Criminal justice reformers from all walks of the spectrum might be concerned by Childs’ verdict in the Case of United States v. Whaley (2018). A federal prisoner claimed his lawyer did not provide adequate counsel and he didn’t file an appeal. Gerald Whaley stated that he had specifically requested that his attorney file one. The In Roe v. Flores-OrtegaThe Supreme Court ruled that “a lawyer who ignores the instructions of the defendant to file an appeal notice acts in a way that is professional unreasonable” (2000). Childs, however, ruled against Whaley.

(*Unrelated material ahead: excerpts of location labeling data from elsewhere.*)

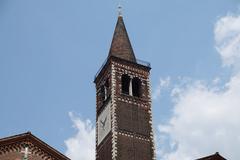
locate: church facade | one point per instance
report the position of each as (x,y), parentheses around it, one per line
(123,112)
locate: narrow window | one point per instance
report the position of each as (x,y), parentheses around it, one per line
(125,84)
(136,87)
(105,91)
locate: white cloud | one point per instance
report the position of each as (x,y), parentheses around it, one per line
(82,145)
(206,117)
(163,83)
(227,37)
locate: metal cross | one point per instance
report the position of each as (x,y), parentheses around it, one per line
(26,153)
(120,8)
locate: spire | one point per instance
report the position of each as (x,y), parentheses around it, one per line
(121,46)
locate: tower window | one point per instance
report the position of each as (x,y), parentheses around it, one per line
(125,84)
(136,87)
(105,90)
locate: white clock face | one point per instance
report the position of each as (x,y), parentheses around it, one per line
(104,123)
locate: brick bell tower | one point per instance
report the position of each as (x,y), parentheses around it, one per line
(124,117)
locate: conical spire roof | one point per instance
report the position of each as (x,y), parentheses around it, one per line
(121,46)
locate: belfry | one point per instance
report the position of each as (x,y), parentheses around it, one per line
(123,103)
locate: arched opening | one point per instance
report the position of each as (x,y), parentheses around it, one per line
(125,84)
(105,90)
(136,87)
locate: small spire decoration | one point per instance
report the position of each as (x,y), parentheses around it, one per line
(119,10)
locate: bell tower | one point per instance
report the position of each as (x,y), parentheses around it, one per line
(123,103)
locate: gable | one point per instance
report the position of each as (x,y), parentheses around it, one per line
(12,148)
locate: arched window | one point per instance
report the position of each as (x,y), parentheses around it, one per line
(105,90)
(125,84)
(136,87)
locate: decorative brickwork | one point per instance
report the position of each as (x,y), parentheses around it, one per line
(131,118)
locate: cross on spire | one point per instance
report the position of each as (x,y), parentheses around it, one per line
(119,9)
(26,153)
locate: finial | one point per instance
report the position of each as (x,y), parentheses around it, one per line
(119,10)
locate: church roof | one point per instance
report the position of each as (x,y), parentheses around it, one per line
(17,142)
(121,46)
(215,156)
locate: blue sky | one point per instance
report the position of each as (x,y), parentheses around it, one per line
(50,51)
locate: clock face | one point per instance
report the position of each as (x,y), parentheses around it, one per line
(104,123)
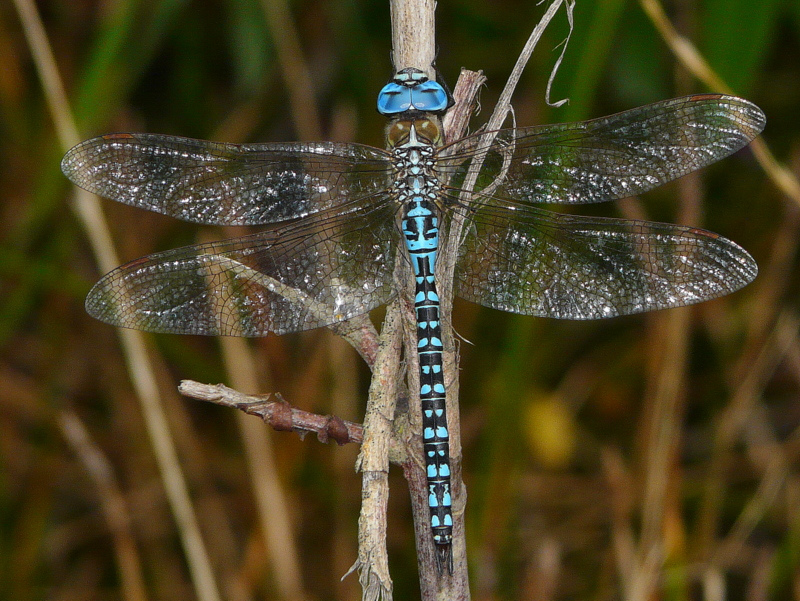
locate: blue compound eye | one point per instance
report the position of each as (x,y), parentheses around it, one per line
(429,96)
(394,99)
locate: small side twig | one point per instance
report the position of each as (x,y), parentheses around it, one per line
(276,412)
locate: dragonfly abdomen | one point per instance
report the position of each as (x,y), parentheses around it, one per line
(418,190)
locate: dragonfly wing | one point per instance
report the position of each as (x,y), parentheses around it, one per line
(226,184)
(608,158)
(536,262)
(321,270)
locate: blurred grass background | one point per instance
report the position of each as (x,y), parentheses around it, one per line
(586,445)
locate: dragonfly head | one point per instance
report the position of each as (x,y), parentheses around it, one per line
(414,132)
(410,93)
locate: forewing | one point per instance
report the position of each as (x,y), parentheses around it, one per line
(536,262)
(608,158)
(226,184)
(322,270)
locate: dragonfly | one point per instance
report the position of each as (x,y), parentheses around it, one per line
(339,216)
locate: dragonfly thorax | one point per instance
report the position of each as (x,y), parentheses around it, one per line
(414,132)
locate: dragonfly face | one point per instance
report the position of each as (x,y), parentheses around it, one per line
(328,251)
(410,90)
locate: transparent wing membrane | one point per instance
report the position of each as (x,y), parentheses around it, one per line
(321,270)
(227,184)
(537,262)
(608,158)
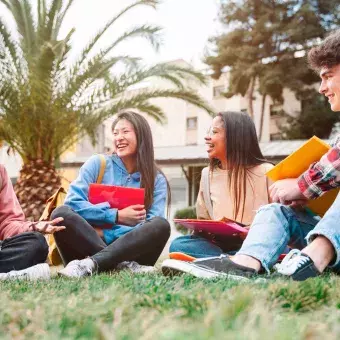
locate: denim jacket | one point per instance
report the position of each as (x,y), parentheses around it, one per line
(115,174)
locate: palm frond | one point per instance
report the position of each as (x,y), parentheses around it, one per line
(6,3)
(23,16)
(61,18)
(97,68)
(50,31)
(94,40)
(42,20)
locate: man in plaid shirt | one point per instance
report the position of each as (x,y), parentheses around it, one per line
(315,241)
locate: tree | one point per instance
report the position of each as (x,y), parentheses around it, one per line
(316,118)
(47,104)
(265,44)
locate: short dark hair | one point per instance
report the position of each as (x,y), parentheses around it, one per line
(327,54)
(145,155)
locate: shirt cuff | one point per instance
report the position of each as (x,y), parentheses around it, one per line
(111,216)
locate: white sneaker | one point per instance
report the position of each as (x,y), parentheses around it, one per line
(135,267)
(38,272)
(77,269)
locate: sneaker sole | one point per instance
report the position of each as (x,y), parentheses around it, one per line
(175,267)
(61,274)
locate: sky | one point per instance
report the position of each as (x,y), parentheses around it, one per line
(187,26)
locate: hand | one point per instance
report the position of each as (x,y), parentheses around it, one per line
(132,215)
(285,191)
(298,203)
(48,227)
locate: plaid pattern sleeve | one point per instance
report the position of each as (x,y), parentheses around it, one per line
(324,175)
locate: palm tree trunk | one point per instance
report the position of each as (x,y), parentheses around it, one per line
(263,107)
(38,181)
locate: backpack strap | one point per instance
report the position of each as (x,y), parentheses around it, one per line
(102,168)
(206,192)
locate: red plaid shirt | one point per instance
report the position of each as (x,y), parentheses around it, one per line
(324,175)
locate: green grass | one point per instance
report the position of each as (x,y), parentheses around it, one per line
(122,306)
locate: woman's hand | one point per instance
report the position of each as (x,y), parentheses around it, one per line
(48,227)
(132,215)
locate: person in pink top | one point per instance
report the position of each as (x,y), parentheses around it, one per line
(23,248)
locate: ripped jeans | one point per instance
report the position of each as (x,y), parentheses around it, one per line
(275,226)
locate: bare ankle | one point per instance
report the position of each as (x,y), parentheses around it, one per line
(321,251)
(247,261)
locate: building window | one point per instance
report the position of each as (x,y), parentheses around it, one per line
(192,123)
(191,133)
(218,91)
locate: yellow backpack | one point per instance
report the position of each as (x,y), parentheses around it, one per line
(55,201)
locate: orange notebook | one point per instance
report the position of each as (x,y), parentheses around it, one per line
(297,163)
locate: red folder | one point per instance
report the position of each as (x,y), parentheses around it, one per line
(118,197)
(223,227)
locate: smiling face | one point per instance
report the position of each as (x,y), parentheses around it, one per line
(124,139)
(216,140)
(330,85)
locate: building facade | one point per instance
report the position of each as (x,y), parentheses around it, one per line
(179,142)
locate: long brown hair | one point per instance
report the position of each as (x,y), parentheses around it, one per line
(242,154)
(145,155)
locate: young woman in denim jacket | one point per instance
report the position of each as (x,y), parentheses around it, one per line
(138,233)
(238,184)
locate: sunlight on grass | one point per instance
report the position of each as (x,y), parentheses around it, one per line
(123,306)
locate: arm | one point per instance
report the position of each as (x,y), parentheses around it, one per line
(201,209)
(77,197)
(12,218)
(159,198)
(322,176)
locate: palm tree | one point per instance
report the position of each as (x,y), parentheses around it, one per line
(47,103)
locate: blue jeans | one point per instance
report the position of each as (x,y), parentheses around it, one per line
(275,226)
(199,246)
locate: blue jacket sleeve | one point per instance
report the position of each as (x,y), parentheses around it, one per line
(77,197)
(159,198)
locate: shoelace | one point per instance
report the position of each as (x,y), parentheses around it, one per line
(295,263)
(81,270)
(286,261)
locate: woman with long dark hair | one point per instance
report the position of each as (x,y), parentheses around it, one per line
(237,184)
(138,233)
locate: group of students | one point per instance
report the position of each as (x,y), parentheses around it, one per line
(94,238)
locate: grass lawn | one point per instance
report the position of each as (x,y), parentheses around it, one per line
(122,306)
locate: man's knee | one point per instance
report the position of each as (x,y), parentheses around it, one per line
(39,246)
(161,227)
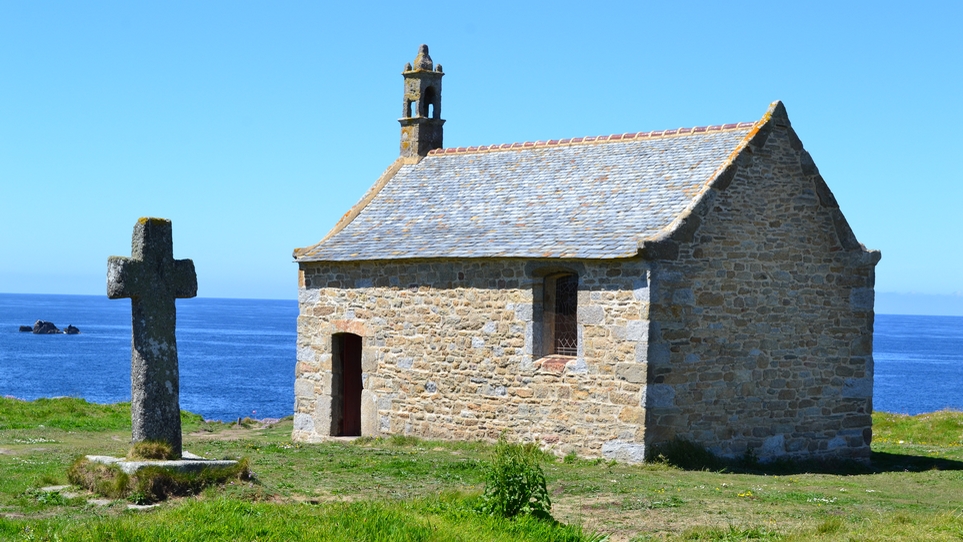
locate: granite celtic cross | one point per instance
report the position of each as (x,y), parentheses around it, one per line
(152,279)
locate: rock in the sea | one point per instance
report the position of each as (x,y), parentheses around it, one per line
(42,327)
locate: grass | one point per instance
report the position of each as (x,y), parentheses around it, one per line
(404,488)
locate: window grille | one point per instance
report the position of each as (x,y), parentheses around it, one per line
(566,309)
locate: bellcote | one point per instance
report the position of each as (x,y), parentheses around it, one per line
(421,122)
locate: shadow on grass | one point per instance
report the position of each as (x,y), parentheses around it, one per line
(688,456)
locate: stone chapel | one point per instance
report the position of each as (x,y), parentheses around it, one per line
(594,294)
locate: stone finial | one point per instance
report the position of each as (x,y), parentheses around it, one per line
(423,61)
(421,122)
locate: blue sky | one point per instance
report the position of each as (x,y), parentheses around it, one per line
(255,126)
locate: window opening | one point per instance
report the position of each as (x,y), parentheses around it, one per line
(566,310)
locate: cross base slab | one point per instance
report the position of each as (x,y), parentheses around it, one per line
(189,463)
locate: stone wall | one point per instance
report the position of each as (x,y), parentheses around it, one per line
(450,350)
(762,321)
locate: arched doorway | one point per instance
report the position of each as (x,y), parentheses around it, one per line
(346,384)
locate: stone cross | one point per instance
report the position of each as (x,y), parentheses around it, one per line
(152,279)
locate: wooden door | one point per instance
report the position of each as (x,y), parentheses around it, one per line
(350,384)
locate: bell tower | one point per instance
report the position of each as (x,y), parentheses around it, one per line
(421,122)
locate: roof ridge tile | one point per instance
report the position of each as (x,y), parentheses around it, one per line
(585,140)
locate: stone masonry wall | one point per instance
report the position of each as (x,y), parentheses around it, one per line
(450,351)
(761,333)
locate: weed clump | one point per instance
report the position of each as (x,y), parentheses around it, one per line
(515,483)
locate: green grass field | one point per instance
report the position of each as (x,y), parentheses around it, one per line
(403,488)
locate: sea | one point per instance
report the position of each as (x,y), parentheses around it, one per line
(237,356)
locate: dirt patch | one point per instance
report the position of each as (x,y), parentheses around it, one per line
(231,433)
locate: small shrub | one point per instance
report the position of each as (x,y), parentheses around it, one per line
(152,450)
(830,526)
(515,482)
(686,455)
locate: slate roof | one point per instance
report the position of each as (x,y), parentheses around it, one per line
(586,198)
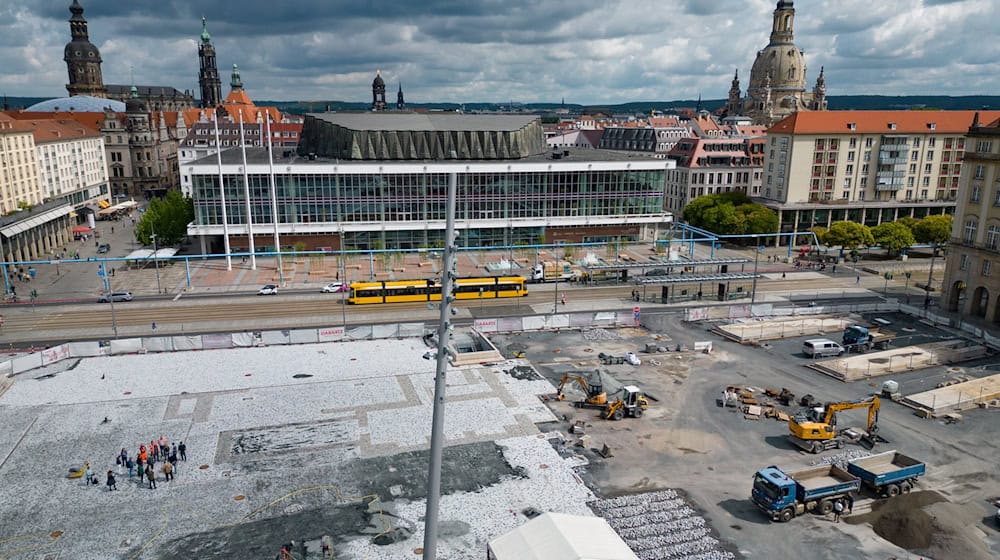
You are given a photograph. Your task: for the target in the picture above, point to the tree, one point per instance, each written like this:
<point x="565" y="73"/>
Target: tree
<point x="909" y="222"/>
<point x="893" y="236"/>
<point x="731" y="213"/>
<point x="935" y="229"/>
<point x="849" y="235"/>
<point x="168" y="218"/>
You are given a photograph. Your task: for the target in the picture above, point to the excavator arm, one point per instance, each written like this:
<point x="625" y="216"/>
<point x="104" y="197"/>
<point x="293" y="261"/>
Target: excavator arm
<point x="873" y="404"/>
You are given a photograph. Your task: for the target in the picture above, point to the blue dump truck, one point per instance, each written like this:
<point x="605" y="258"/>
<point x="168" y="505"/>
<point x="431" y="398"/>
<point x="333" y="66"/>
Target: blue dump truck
<point x="887" y="474"/>
<point x="783" y="495"/>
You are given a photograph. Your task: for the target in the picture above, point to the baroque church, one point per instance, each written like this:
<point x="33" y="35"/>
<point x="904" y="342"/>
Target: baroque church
<point x="778" y="77"/>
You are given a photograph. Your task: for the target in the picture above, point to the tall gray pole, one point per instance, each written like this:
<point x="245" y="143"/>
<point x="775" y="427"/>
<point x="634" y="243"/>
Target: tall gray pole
<point x="222" y="195"/>
<point x="930" y="278"/>
<point x="246" y="193"/>
<point x="437" y="425"/>
<point x="274" y="198"/>
<point x="756" y="259"/>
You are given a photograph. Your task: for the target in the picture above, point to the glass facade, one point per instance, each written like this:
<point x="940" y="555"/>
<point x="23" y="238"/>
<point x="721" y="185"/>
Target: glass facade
<point x="421" y="197"/>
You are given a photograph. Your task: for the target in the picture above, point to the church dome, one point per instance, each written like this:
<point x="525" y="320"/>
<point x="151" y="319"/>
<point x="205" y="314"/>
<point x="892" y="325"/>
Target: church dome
<point x="77" y="103"/>
<point x="785" y="66"/>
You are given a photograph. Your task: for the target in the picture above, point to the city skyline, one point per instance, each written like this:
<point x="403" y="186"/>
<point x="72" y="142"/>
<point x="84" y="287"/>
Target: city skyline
<point x="584" y="52"/>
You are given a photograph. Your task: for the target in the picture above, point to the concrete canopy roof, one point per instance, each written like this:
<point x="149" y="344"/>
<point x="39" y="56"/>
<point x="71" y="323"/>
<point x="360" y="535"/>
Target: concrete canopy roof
<point x="426" y="122"/>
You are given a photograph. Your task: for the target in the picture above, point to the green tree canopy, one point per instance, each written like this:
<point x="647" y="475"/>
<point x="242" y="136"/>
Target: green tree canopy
<point x="849" y="235"/>
<point x="168" y="218"/>
<point x="934" y="229"/>
<point x="820" y="232"/>
<point x="730" y="213"/>
<point x="893" y="236"/>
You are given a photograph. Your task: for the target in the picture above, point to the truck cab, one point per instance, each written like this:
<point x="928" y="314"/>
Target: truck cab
<point x="774" y="493"/>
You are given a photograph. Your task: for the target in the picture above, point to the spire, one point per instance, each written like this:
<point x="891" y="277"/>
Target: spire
<point x="782" y="29"/>
<point x="236" y="84"/>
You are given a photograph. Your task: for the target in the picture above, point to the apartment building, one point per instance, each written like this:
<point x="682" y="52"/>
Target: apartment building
<point x="971" y="285"/>
<point x="18" y="166"/>
<point x="864" y="166"/>
<point x="712" y="166"/>
<point x="71" y="161"/>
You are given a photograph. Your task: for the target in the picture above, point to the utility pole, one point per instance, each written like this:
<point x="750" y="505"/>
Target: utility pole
<point x="156" y="263"/>
<point x="437" y="425"/>
<point x="756" y="259"/>
<point x="930" y="278"/>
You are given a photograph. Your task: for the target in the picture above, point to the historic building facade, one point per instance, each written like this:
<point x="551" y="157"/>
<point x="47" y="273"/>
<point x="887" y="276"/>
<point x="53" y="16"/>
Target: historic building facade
<point x="864" y="166"/>
<point x="971" y="286"/>
<point x="778" y="77"/>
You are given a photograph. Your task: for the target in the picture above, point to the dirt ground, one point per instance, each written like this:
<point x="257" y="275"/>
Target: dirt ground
<point x="685" y="442"/>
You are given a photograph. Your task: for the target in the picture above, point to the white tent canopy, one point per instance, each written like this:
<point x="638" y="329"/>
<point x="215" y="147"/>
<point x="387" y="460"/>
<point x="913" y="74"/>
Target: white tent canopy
<point x="559" y="536"/>
<point x="142" y="254"/>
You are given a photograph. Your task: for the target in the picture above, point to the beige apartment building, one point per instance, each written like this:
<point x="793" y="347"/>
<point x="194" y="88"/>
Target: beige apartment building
<point x="971" y="285"/>
<point x="18" y="166"/>
<point x="864" y="166"/>
<point x="71" y="161"/>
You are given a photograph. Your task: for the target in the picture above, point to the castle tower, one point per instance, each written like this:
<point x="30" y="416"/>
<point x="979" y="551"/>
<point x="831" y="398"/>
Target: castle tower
<point x="734" y="105"/>
<point x="83" y="60"/>
<point x="378" y="92"/>
<point x="208" y="75"/>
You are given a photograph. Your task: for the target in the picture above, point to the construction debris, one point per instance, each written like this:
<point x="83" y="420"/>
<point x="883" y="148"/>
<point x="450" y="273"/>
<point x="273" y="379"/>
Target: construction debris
<point x="659" y="525"/>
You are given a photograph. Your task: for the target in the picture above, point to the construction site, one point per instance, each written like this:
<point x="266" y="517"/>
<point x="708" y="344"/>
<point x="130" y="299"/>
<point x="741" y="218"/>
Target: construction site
<point x="658" y="428"/>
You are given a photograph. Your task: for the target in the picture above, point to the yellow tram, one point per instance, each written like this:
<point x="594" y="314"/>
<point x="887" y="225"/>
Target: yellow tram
<point x="399" y="291"/>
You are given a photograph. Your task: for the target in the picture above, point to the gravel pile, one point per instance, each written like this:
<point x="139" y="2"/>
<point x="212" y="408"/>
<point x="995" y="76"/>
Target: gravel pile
<point x="601" y="334"/>
<point x="841" y="459"/>
<point x="661" y="525"/>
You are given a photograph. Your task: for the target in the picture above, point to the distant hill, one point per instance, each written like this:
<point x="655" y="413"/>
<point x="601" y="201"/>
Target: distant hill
<point x="836" y="103"/>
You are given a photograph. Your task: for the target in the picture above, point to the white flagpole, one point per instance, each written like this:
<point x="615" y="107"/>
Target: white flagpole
<point x="246" y="193"/>
<point x="222" y="194"/>
<point x="274" y="197"/>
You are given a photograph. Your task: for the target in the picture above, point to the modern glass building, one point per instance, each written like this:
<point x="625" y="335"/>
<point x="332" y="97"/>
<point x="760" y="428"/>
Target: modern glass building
<point x="587" y="196"/>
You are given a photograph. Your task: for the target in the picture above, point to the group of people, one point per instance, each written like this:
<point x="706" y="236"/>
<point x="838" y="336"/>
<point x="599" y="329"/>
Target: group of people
<point x="143" y="464"/>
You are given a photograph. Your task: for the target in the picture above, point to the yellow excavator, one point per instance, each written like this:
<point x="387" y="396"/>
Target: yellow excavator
<point x="596" y="396"/>
<point x="815" y="429"/>
<point x="632" y="403"/>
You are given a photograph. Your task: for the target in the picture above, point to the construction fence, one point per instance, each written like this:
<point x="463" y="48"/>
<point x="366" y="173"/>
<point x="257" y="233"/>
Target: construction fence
<point x="245" y="339"/>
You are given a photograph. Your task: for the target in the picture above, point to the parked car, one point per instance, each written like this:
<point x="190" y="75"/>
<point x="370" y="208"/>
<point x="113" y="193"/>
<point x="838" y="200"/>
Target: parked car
<point x="269" y="290"/>
<point x="335" y="287"/>
<point x="115" y="296"/>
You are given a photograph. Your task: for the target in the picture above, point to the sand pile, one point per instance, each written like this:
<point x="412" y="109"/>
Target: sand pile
<point x="926" y="523"/>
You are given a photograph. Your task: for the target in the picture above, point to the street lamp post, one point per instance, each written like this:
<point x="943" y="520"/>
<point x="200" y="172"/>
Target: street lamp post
<point x="930" y="278"/>
<point x="156" y="262"/>
<point x="756" y="259"/>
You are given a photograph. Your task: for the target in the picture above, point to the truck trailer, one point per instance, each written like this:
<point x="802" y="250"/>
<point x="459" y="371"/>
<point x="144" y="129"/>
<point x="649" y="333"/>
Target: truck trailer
<point x="783" y="495"/>
<point x="887" y="474"/>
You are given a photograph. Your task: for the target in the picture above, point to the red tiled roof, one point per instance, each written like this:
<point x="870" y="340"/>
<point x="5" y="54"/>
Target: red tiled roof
<point x="878" y="122"/>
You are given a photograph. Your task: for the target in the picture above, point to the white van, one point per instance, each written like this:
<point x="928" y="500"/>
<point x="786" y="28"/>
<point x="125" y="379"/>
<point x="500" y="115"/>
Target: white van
<point x="821" y="347"/>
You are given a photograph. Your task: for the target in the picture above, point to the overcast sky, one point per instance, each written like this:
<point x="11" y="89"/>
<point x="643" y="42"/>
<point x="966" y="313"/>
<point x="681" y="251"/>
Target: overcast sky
<point x="586" y="51"/>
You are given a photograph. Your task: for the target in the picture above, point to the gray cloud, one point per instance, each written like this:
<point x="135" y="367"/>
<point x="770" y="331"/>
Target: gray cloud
<point x="588" y="51"/>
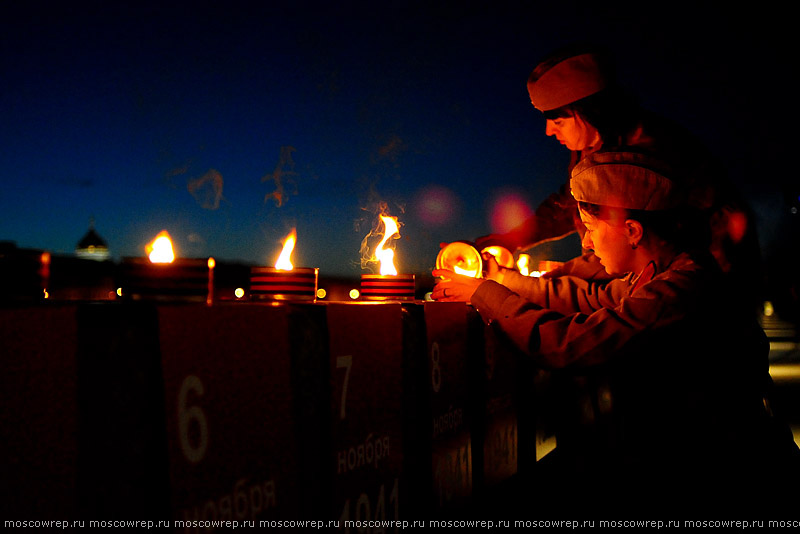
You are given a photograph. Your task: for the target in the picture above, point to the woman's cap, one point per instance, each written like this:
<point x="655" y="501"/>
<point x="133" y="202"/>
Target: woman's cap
<point x="624" y="180"/>
<point x="568" y="81"/>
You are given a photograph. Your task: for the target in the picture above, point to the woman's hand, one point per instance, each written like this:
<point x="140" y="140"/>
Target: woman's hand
<point x="454" y="287"/>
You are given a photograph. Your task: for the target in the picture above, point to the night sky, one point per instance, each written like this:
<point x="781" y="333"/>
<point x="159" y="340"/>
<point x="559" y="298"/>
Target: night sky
<point x="229" y="126"/>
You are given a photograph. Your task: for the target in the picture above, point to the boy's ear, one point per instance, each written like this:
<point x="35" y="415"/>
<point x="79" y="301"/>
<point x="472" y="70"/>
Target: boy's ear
<point x="634" y="230"/>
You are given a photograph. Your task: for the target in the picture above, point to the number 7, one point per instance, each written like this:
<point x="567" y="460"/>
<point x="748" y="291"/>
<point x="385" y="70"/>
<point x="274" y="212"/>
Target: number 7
<point x="347" y="363"/>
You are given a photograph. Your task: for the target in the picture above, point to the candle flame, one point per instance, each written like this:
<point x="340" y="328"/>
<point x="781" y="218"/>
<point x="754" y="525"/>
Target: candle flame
<point x="523" y="264"/>
<point x="284" y="262"/>
<point x="385" y="255"/>
<point x="160" y="250"/>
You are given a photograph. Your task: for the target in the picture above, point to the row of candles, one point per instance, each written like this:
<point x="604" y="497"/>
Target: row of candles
<point x="284" y="281"/>
<point x="162" y="275"/>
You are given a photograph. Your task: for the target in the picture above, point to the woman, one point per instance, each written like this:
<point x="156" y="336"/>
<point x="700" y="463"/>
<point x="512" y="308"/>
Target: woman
<point x="688" y="366"/>
<point x="586" y="111"/>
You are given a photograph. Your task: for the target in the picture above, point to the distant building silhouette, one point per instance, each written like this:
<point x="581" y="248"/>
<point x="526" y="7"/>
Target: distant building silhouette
<point x="92" y="246"/>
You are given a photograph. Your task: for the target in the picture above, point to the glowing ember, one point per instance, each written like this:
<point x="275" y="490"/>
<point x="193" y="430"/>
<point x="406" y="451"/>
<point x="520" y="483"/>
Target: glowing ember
<point x="502" y="255"/>
<point x="160" y="250"/>
<point x="523" y="264"/>
<point x="386" y="256"/>
<point x="284" y="262"/>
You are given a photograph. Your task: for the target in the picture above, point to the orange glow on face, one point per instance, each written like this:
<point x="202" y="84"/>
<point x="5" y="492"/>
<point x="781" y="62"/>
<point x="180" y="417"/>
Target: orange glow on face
<point x="385" y="255"/>
<point x="160" y="250"/>
<point x="284" y="262"/>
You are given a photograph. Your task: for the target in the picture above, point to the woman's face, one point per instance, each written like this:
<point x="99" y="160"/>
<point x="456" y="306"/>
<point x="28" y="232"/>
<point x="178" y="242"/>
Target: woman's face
<point x="572" y="131"/>
<point x="609" y="241"/>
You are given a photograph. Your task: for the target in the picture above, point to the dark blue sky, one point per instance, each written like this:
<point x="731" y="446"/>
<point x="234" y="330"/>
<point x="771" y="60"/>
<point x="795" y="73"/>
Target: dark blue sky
<point x="228" y="126"/>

4th Circuit rejected Childs’ ruling in unambiguous terms. “In the proceeding below,” explained the appellate judge, “Whaley submitted an affidavit that stated unequivocally that Whaley informed his counsel at sentencing, that Whaley desired to file direct appeal. But that counsel didn’t file one.” A hearing was also required because “the success of the ineffective assistance claim ultimately depends on a determination of credibility.” Childs denied Whaley’s claims without holding an evidentiary hearing. According to the 4th Circuit “The district court misused its discretion” by failing to hold one.

Judges who have “abused their power” are to be described as, at the very least. [her]”Discretion” in this case isn’t the type of BidenSCOTUS pick criminal justice reform advocates hoped for.